Joon menutup wajahnya dengan tangan.
“Buat foto seperti ini dan hasilnya akan bagus,” perintah pihak iklan.
“Kau ingin aku mem-plagiat?” tanya Joon dengan tidak percaya. (wah, cocok banget nih kata buat para copaser.)
“Tidak, bukan begitu,” jawab pihak iklan dengan salah tingkah. “Sebut saja ini penghormatan. Setiap orang punya sosok yang dihormati.”
Joon kesal. Dia lalu bangkit berdiri. “Penghormatan apanya..,” omel Joon.
Jo Soo berusaha menenangkan Joon. “Ada apa?” tanya pihak iklan.
Jo Soo menggantikan Joon telekonferensi.
“Dia tidak akan memutuskan telekonferensi secara sepihak kan?” tanya pihak iklan mengancam. “Aku rasa sambungannya putus,” elak Jo Soo.
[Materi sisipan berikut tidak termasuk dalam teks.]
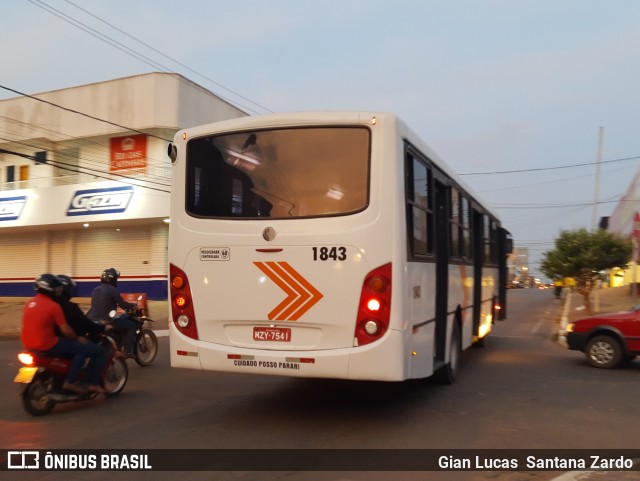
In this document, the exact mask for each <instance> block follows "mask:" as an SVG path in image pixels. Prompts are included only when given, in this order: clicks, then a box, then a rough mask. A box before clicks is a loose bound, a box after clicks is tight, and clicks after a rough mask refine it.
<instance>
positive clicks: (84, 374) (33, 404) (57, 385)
mask: <svg viewBox="0 0 640 481" xmlns="http://www.w3.org/2000/svg"><path fill="white" fill-rule="evenodd" d="M101 345H102V346H103V347H105V348H107V349H109V350H110V356H109V359H108V361H107V364H106V366H105V370H104V372H103V374H102V386H103V387H104V389H105V390H106V393H105V396H107V397H113V396H116V395H118V394H120V392H121V391H122V390H123V389H124V386H125V385H126V384H127V379H128V378H129V369H128V368H127V363H126V362H124V360H123V359H120V358H117V357H116V355H115V353H116V348H117V346H116V343H115V341H114V340H113V339H112V338H111V337H109V336H105V337H103V338H102V341H101ZM18 359H19V360H20V362H21V363H22V364H23V366H22V367H21V368H20V369H19V370H18V374H17V375H16V377H15V379H14V382H17V383H23V384H26V386H25V388H24V391H23V392H22V405H23V406H24V408H25V409H26V411H27V412H28V413H29V414H31V415H33V416H42V415H44V414H48V413H49V412H51V410H52V409H53V408H54V406H55V405H56V404H59V403H67V402H76V401H87V400H89V399H93V398H94V397H96V396H97V394H96V393H94V392H90V391H87V392H84V393H81V394H80V393H74V392H69V391H65V390H64V389H62V385H63V384H64V380H65V377H66V375H67V373H68V372H69V367H70V365H71V359H70V358H64V357H47V356H44V355H42V354H41V353H38V352H35V351H22V352H21V353H19V354H18ZM84 376H85V370H84V369H83V370H82V372H81V374H80V380H81V381H82V380H83V379H84Z"/></svg>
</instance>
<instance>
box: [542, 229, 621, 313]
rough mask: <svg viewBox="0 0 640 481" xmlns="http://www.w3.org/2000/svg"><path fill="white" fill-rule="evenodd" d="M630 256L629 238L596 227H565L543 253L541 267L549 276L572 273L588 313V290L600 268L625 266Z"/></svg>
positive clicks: (592, 286)
mask: <svg viewBox="0 0 640 481" xmlns="http://www.w3.org/2000/svg"><path fill="white" fill-rule="evenodd" d="M630 260H631V242H630V241H629V240H627V239H623V238H622V237H619V236H617V235H616V234H612V233H611V232H608V231H606V230H602V229H598V230H597V231H596V232H589V231H587V230H586V229H578V230H572V231H568V230H564V231H561V232H560V236H559V237H558V238H557V239H556V247H555V249H553V250H550V251H547V252H545V253H544V254H543V255H542V263H541V265H540V270H541V271H542V272H543V273H544V274H546V275H547V276H549V277H550V278H552V279H557V278H564V277H573V278H574V279H575V280H576V286H577V288H578V292H579V293H580V294H582V296H583V298H584V306H585V307H586V308H587V311H588V312H589V314H591V301H590V295H591V290H592V289H593V287H594V285H595V281H596V280H597V279H599V278H600V277H601V275H602V272H603V271H606V270H609V269H612V268H614V267H625V266H626V265H627V264H628V263H629V261H630Z"/></svg>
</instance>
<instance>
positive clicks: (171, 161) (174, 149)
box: [167, 142, 178, 164]
mask: <svg viewBox="0 0 640 481" xmlns="http://www.w3.org/2000/svg"><path fill="white" fill-rule="evenodd" d="M167 155H169V158H170V159H171V163H172V164H174V163H175V161H176V160H177V159H178V149H177V147H176V146H175V145H173V142H169V146H168V147H167Z"/></svg>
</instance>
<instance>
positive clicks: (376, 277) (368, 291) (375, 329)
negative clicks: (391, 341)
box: [355, 263, 391, 346]
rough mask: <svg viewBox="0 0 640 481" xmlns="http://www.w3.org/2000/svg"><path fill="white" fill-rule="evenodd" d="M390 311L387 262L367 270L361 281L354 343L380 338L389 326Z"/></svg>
mask: <svg viewBox="0 0 640 481" xmlns="http://www.w3.org/2000/svg"><path fill="white" fill-rule="evenodd" d="M390 311H391V264H390V263H389V264H385V265H384V266H380V267H378V268H377V269H374V270H372V271H371V272H369V274H367V276H366V277H365V280H364V282H363V283H362V291H361V293H360V304H359V305H358V317H357V319H356V330H355V344H356V345H357V346H363V345H365V344H369V343H371V342H374V341H376V340H378V339H380V338H381V337H382V336H383V335H384V333H385V332H387V329H388V328H389V320H390V314H391V312H390Z"/></svg>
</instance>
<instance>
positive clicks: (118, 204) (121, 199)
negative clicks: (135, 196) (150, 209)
mask: <svg viewBox="0 0 640 481" xmlns="http://www.w3.org/2000/svg"><path fill="white" fill-rule="evenodd" d="M131 197H133V187H132V186H126V187H111V188H106V189H88V190H78V191H76V193H75V194H74V195H73V198H72V199H71V203H70V204H69V208H68V209H67V216H72V215H93V214H115V213H118V212H124V211H125V210H127V206H128V205H129V201H130V200H131Z"/></svg>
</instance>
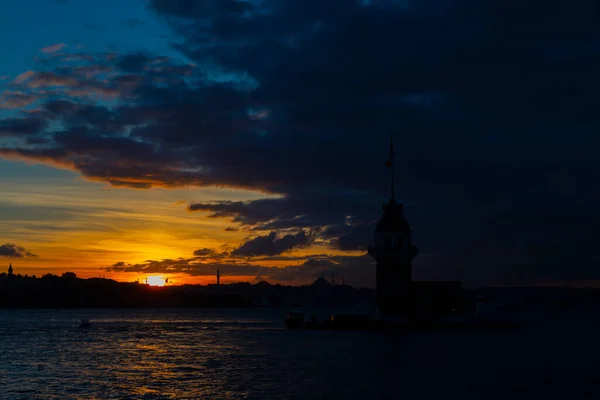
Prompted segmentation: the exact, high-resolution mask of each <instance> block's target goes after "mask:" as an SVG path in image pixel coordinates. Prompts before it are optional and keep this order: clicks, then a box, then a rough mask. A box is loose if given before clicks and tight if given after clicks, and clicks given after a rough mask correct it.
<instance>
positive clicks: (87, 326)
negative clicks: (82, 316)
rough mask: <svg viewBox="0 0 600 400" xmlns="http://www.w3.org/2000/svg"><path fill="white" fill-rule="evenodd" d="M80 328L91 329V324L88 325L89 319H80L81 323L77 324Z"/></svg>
mask: <svg viewBox="0 0 600 400" xmlns="http://www.w3.org/2000/svg"><path fill="white" fill-rule="evenodd" d="M79 327H80V328H91V327H92V324H90V320H89V319H82V320H81V323H80V324H79Z"/></svg>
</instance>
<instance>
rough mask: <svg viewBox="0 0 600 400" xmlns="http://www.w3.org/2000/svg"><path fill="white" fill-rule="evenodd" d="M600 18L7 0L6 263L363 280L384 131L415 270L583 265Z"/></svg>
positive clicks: (576, 16) (380, 0)
mask: <svg viewBox="0 0 600 400" xmlns="http://www.w3.org/2000/svg"><path fill="white" fill-rule="evenodd" d="M599 16H600V10H599V9H598V5H597V2H595V1H591V0H589V1H588V0H582V1H577V2H565V1H558V0H546V1H542V0H533V1H527V2H524V1H517V0H503V1H472V0H455V1H450V0H362V1H359V0H327V1H324V0H218V1H217V0H215V1H208V0H207V1H200V0H198V1H195V0H119V1H116V0H104V1H89V0H20V1H16V0H15V1H9V0H5V1H3V2H2V7H1V11H0V34H1V35H2V37H3V39H2V40H1V41H0V54H2V61H1V62H0V267H1V265H2V264H5V265H6V268H7V267H8V264H9V263H12V264H13V267H14V268H15V272H16V273H21V274H30V275H31V274H36V275H38V276H39V275H42V274H44V273H48V272H52V273H56V274H61V273H63V272H65V271H73V272H76V273H77V274H78V275H79V276H82V277H91V276H98V275H104V276H106V277H110V278H114V279H117V280H124V281H133V280H136V279H140V280H143V279H145V278H146V277H148V276H152V277H160V278H161V279H164V278H167V277H168V278H169V280H170V282H172V283H174V284H181V283H208V282H214V279H215V278H214V275H215V273H216V270H217V269H220V271H221V276H222V281H224V282H233V281H251V282H254V281H258V280H262V279H265V280H268V281H270V282H273V283H276V282H280V283H287V284H299V283H306V282H310V281H312V280H314V279H315V278H317V277H318V276H320V275H321V273H322V272H324V273H326V274H327V275H329V274H330V273H331V272H332V271H333V272H335V273H336V274H337V275H338V276H344V277H345V280H346V281H347V282H348V283H351V284H353V285H357V286H372V285H373V284H374V265H373V262H372V261H371V260H370V259H369V258H368V257H366V256H365V255H364V254H365V252H366V247H367V246H368V244H369V242H370V240H371V236H372V232H373V228H374V222H376V221H377V219H378V218H379V216H380V211H381V203H383V202H386V201H387V197H388V194H387V191H388V186H387V184H388V180H387V179H388V176H387V171H386V169H385V167H384V161H385V160H386V157H387V152H388V148H387V146H388V141H389V137H390V135H393V137H394V141H395V143H396V156H397V160H396V175H397V178H398V183H397V188H398V190H397V195H398V197H399V199H400V200H401V201H402V202H404V203H405V207H406V216H407V218H408V220H409V221H410V223H411V224H412V227H413V231H414V242H415V243H416V244H418V245H419V247H420V255H419V256H418V257H417V258H416V259H415V261H414V277H415V278H416V279H457V280H461V281H463V283H464V284H465V285H467V286H472V285H498V284H511V285H513V284H514V285H524V284H554V283H559V284H568V283H574V282H576V283H578V284H592V285H593V284H595V282H596V281H600V268H599V266H600V256H599V254H598V251H597V250H596V248H597V247H596V246H597V241H598V239H600V204H599V202H600V157H598V151H599V150H598V149H599V146H600V135H599V132H600V130H599V128H600V111H599V110H600V97H599V96H598V93H599V90H600V73H599V72H598V71H600V21H599V18H600V17H599ZM6 268H5V267H1V268H0V270H5V269H6Z"/></svg>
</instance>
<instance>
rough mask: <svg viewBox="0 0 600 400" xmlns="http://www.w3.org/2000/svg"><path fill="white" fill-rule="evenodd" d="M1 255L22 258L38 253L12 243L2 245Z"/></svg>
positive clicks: (0, 245)
mask: <svg viewBox="0 0 600 400" xmlns="http://www.w3.org/2000/svg"><path fill="white" fill-rule="evenodd" d="M0 257H9V258H21V257H37V255H36V254H33V253H30V252H29V251H26V250H25V249H24V248H23V247H21V246H17V245H15V244H12V243H5V244H3V245H0Z"/></svg>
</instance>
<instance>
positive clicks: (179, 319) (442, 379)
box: [0, 309, 600, 400]
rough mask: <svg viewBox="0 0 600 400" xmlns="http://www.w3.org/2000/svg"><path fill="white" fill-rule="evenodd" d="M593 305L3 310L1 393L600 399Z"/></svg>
mask: <svg viewBox="0 0 600 400" xmlns="http://www.w3.org/2000/svg"><path fill="white" fill-rule="evenodd" d="M589 315H590V314H589V313H582V314H576V313H570V314H569V313H566V314H565V313H563V315H562V317H560V318H557V317H556V316H555V315H546V316H545V318H543V319H539V318H538V321H537V322H536V323H532V324H530V326H525V327H522V328H518V329H508V330H507V329H503V330H448V331H415V332H335V331H292V330H285V329H284V327H283V318H284V317H285V310H273V309H251V310H172V309H171V310H31V311H29V310H27V311H23V310H10V311H7V310H4V311H2V310H0V398H1V399H11V400H12V399H15V400H16V399H348V400H351V399H401V398H402V399H428V398H436V399H439V398H452V399H455V398H456V399H465V398H477V399H492V398H498V399H500V398H502V399H506V398H511V399H537V398H558V397H557V396H561V397H562V398H569V399H580V398H590V399H592V398H593V399H598V398H600V362H599V361H598V360H599V357H598V356H599V355H600V344H599V343H598V341H599V339H600V328H599V327H600V325H599V324H597V323H596V320H597V317H596V318H595V319H594V318H590V317H589ZM81 319H89V320H90V322H91V324H92V328H91V329H80V328H78V325H79V323H80V320H81ZM540 321H541V322H540Z"/></svg>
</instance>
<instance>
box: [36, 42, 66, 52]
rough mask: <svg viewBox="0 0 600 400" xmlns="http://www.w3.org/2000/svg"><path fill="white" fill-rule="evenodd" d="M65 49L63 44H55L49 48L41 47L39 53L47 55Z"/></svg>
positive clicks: (57, 43)
mask: <svg viewBox="0 0 600 400" xmlns="http://www.w3.org/2000/svg"><path fill="white" fill-rule="evenodd" d="M65 47H67V45H66V44H64V43H56V44H53V45H50V46H46V47H42V48H41V49H40V51H41V52H42V53H46V54H48V53H56V52H57V51H61V50H62V49H64V48H65Z"/></svg>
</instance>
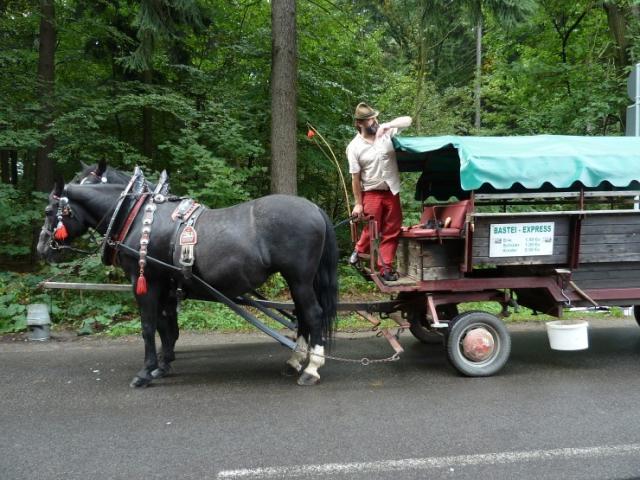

“Dia sangat percaya diri dengan hasil pekerjaannya. Semua orang tahu itu. Kau tahu bahwa untuk sukses membutuhkan lebih dari percaya diri kan? Dia langsung terkenal saat dia memulai debut di New York dengan foto-foto kotornya. Tidak ada seorang pun yang akan bekerja sama dengannya,” kata pihak iklan pada Jo Soo dengan kesal.
“Apa yang kau ketahui tentang seni?” kata Joon kesal.
Jo Soo berusaha menenangkan Joon lagi.
“Dan aku melihat hasil kerjanya. Tidak ada sesuatu yang baru. Aku rasa tarifmu sedikit..” Joon marah lalu langsung menutup layar laptop sehingga sambungan terputus. Pihak iklan memanggil-manggil Joon. Dia bertanya pada asistennya apa yang terjadi. (yah, keren-keren, gaptek.. Sambungannya diputus Pak, mangkanya layar jadi gelap...)
Jo Soo berlari-lari memanggil Joon. Dia berusaha menghalangi niat Joon menolak pekerjaan itu karena bila pekerjaan itu mereka tolak, mereka akan bangkrut.
“Siapa yang akan bangkrut? Aku Seo Joon!” kata Joon percaya diri.
“Ya, Seo Joon. Kau punya sesuatu yang disebut warisan keluarga. Tapi aku punya sesuatu yang disebut hutang keluarga. Dan..” Perkataan Jo Soo terputus saat ada telepon masuk.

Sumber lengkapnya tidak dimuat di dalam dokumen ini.